In other assignments as a Lieutenant, he “only worked the Watch
Commander’s desk once a week to provide ‘gap’ coverage” (id., ¶ 38.) or
“once per month” (id., ¶ 39). Plaintiff
further states, “I was not asking to be relieved from having to occasionally work
or provide ‘gap’ coverage for the Watch Commander’s desk.” (Id., ¶ 31.) Based on this evidence, a reasonable trier of
fact could find serving as a full-time Watch Commander was not an essential
function and plaintiff was qualified to periodically cover that assignment.
Plaintiff also demonstrates
triable issues of material fact on this cause of action for another
reason. “Reasonable accommodation may
also include ‘reassignment to a vacant position’ if the employee cannot perform
the essential functions of his or her position even with accommodation.” (Nealy, supra, 234 Cal.App.4th at p.
377.) “[W]hen reassignment
of an existing employee is the issue, the disabled employee is entitled to
preferential consideration.” (Jensen
v. Wells Fargo Bank (2000) 85 Cal.App.4th 245, 265.)

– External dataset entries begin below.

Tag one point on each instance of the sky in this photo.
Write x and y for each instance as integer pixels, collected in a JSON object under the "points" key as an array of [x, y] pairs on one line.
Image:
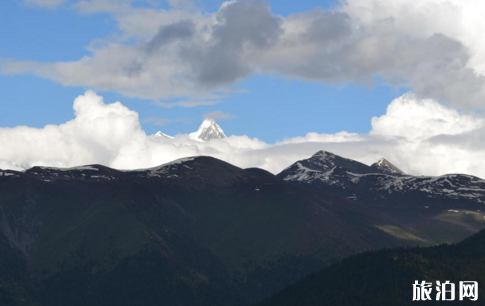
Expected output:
{"points": [[363, 78]]}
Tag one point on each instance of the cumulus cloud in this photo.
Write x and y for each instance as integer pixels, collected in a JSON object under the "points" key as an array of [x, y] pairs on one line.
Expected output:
{"points": [[420, 136], [433, 47]]}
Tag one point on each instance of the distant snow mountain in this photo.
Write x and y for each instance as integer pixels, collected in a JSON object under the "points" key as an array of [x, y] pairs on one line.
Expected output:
{"points": [[208, 130]]}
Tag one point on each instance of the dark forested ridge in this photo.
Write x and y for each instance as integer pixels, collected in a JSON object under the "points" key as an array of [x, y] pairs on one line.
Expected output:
{"points": [[385, 277]]}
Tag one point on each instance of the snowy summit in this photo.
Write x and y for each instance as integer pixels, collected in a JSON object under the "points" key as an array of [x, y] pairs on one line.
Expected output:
{"points": [[163, 135], [208, 130], [385, 166]]}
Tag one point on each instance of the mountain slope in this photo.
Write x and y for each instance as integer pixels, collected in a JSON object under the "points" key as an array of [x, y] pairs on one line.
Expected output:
{"points": [[196, 231], [385, 277], [208, 130]]}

Plaintiff presents evidence of
vacant positions within his Lieutenant classification in 2020. On March 5, 2020, Captain Tauscher sent an
email stating, “Chief Elias and I will evaluate proposals and determine new
Watch Commander and administrative lieutenant assignments in light of Lt. Dietz’s
imminent retirement and filling the full time SORT lieutenant vacancy. I have attached a brief framework with desired
qualities and anticipated tasks for each of the lieutenant assignments.” (Smith Decl., ¶ 19, Ex. 5.) In May 2020, a different Lieutenant was given
the “Identifications and Notifications” assignment. (Id., ¶ 22, Ex. 7.) Even if plaintiff could not perform the
essential functions of his assignment as Watch Commander, a reasonable trier of
fact could conclude defendant should have given him preference in assigning him
to a vacant position in 2020.
Disposition
Defendant County of Los Angeles’s
motion for summary judgment or summary adjudication is denied.